Coronavirus, Bonaccini: stop bici/ Ora in decreto? “Se corri ti porto in ospedale a…”

- Fabio Belli

Coronavirus, stop a bici in Emilia-Romagna. Presto in decreto? Bonaccini: "Se non puoi rinunciare a jogging ti porto in ospedale a vedere"

Codice della strada, traffico a Milano Traffico a Milano (LaPresse, 2019)

L’Emilia Romagna limita sempre di più spostamenti e contatti. Con l’aumento dei casi il presidente Bonaccini passa all’attacco con misure che potrebbero anticipare il nuovo decreto del governo. E così il Presidente proprio oggi ha commentato le nuove restrizioni regionali varate per contrastare con maggiore decisione la diffusione del Covid19 e che prevedono anche l’uso limitato della bicicletta ad eccezione delle tre uniche motivazioni ammesse per gli altri spostamenti delle persone fisiche, ovvero lavoro, salute e altre necessità (ovvero andare a fare la spesa). “Se qualcuno mi viene a spiegare che rinunciare al jogging se non si è in sicurezza è un problema drammatico, lo prendo con me e lo porto a vedere i reparti ospedalieri”, ha tuonato Bonaccini ad Agorà. “Tanti stanno collaborando, ancora non tutti, i sacrifici di oggi servono per sorridere domani. Sicuro che ce la faremo, ma questa sfida non è ancora vinta. Abbraccio gli operatori sanitari, stanno facendo un lavoro straordinario”, ha poi aggiunto. Ed ha colto l’occasione per anticipare l’adozione di ulteriori misure restrittive “per una parte consistente del territorio riminese”. (Aggiornamento di Emanuela Longo)

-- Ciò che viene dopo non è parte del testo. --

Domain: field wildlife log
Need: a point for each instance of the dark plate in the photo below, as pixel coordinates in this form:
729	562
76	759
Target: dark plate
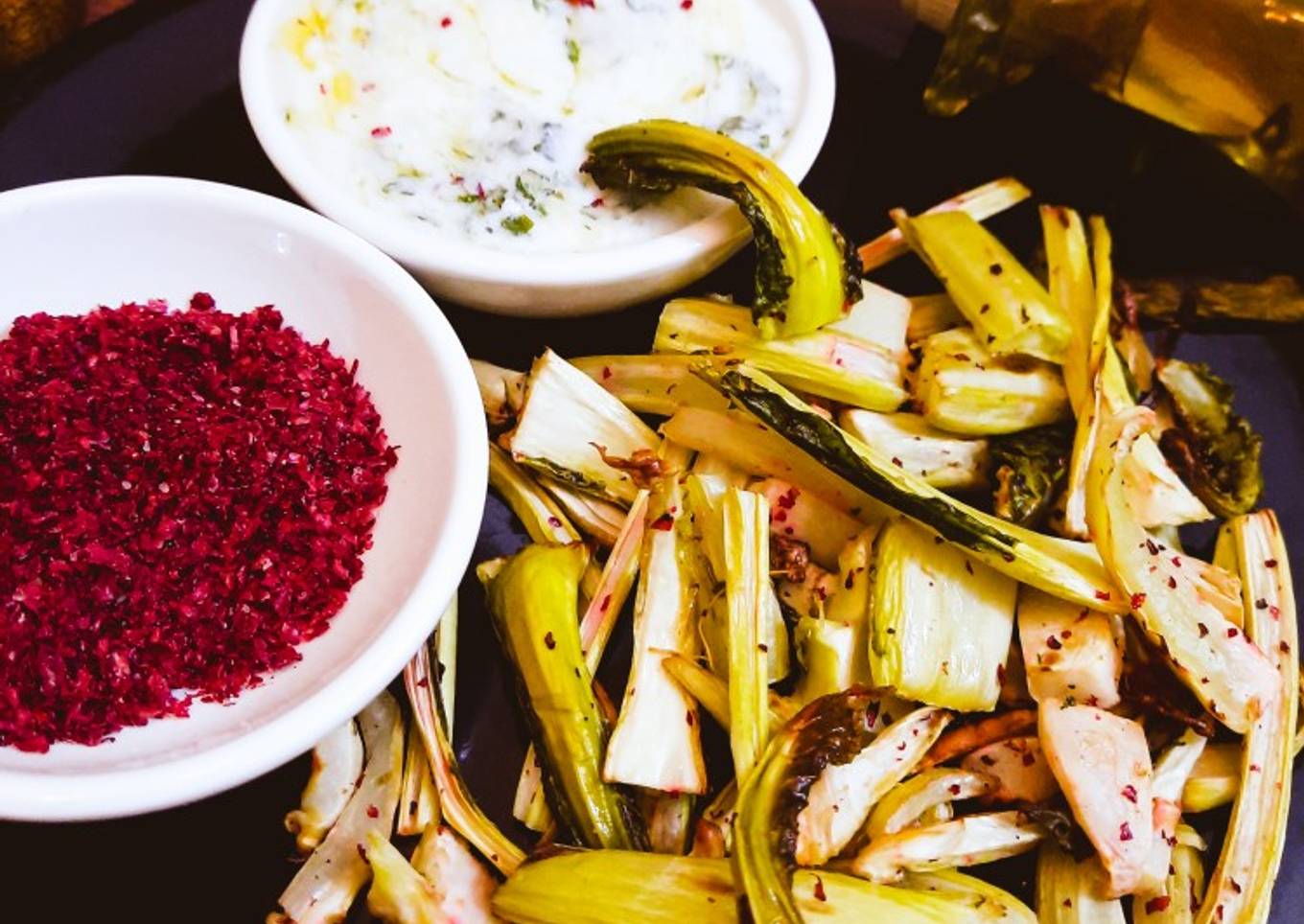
152	90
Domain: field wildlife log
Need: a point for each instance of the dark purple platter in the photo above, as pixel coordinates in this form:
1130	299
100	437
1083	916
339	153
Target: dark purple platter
154	90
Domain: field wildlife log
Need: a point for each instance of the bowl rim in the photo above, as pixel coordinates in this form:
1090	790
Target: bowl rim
83	797
468	262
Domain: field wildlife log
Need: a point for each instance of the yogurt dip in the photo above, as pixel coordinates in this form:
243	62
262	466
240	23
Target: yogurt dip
470	119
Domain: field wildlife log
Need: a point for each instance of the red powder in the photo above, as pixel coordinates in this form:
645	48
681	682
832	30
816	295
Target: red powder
184	498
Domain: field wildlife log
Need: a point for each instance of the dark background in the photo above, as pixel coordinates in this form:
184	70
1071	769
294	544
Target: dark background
154	90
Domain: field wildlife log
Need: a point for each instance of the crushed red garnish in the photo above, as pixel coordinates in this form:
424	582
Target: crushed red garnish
184	499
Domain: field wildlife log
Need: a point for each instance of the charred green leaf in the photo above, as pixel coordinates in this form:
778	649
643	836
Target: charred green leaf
806	272
1031	468
832	730
1214	449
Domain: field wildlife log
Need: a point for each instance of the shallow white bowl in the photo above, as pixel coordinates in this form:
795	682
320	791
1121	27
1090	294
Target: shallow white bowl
69	246
543	285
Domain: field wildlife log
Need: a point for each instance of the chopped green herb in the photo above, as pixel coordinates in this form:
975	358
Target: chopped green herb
518	224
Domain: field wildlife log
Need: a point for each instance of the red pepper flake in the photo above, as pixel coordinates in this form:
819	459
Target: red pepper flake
256	463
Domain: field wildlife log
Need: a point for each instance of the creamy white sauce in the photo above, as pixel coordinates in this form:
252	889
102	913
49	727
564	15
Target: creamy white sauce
470	119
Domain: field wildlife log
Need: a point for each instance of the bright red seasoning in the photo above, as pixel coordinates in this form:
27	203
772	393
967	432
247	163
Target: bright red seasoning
184	499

CORONAVIRUS, STOP A BICI IN EMILIA-ROMAGNA

Continuano a moltiplicarsi i provvedimenti restrittivi delle Regioni per cercare di far fronte all’emergenza coronavirus. Anche l’Emilia Romagna si è attivata con una nuova ordinanza del presidente Stefano Bonaccini, dispone la chiusura al pubblico di tutti i parchi e giardini pubblici, limita ulteriormente i margini di spostamento dei cittadini e impone la chiusura degli esercizi di somministrazione di alimenti e bevande nelle aree di servizio poste all’interno dei centri abitati. L’ordinanza ha probabilmente anticipato un decreto più restrittivo che potrebbe portare il Governo nelle prossime ore a dare una stretta ancor più rigida alla quarantena, visto che i contagi con accennano a scendere. E l’Emilia Romagna resta una delle regioni maggiormente colpite, con Bonaccini che dunque è passato ai fatti dopo che il suo collega Lombardo, Fontana, aveva già anticipato tali intenzioni a causa delle troppe mancanze del rispetto delle quarantena e delle ordinanze restrittive del decreto “Io Resto a Casa” di 8 giorni fa.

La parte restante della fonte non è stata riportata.